Guam – The University of Guam along with leading cancer researchers nationwide will be looking into cancer health disparities amongst Pacific Islanders in the next five years.

 
UOG, in partnership with the University of Hawaii Cancer Center received a five-year grant worth $4.5 million dollars from the National Institutes of Health and National Cancer Institute. With this partnership, their goal is to understand and reduce cancer health disparities unique to Pacific Islanders through research, outreach and education. UOG officials hosted a three-day meeting with cancer researchers last week and two of the proposed projects include research on the effects of betel nut consumption and looking into the high rate of cervical cancer amongst Pacific Islander women. With the grant, UOG President Dr.

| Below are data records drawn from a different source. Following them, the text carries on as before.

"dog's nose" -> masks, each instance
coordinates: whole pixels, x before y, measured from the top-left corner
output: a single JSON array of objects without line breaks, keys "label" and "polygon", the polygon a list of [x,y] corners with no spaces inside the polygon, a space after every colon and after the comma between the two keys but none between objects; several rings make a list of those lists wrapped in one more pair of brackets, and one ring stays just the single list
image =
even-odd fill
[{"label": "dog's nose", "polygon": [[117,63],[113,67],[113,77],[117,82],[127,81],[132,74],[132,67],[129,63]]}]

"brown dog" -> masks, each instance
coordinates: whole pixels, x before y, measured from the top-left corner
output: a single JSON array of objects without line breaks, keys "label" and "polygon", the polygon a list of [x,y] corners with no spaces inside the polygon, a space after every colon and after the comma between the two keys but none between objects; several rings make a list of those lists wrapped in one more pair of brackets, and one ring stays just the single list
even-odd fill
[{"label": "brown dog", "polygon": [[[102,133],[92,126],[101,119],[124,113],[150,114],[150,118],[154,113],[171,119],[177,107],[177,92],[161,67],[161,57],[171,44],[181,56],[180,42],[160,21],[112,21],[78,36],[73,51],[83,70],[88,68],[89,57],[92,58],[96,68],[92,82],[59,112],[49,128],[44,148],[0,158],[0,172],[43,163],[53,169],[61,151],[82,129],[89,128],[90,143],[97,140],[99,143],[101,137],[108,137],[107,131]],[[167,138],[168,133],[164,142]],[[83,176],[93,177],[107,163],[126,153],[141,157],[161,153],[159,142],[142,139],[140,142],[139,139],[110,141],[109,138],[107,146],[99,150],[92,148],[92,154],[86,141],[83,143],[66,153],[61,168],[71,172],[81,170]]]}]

Robert Underwood explains, they’ll be able to get new equipment, conduct DNA testing, and collect biological samples. He says what’s significant is that the analysis will be done on Guam and will make contributions not only for the Pacific Islands but for research worldwide.
 
Underwood says, “We went through the projects in great detail. There’s some very unique projects that only this partnership is able to carry out. It’s focused on Pacific Islanders. One of the unique projects is trying to study the effects of betel nut consumption and oral lesions. Then we have other projects which is trying to figure out what communication system Pacific Islanders use to provide health care and we’re also doing an important study on cervical cancer.”
 
Underwood says the U54 grant and the recent EPSCoR grant award which gives $6 million to UOG for coastal ecosystems research point to the quick maturation of the University of Guam as a research institute.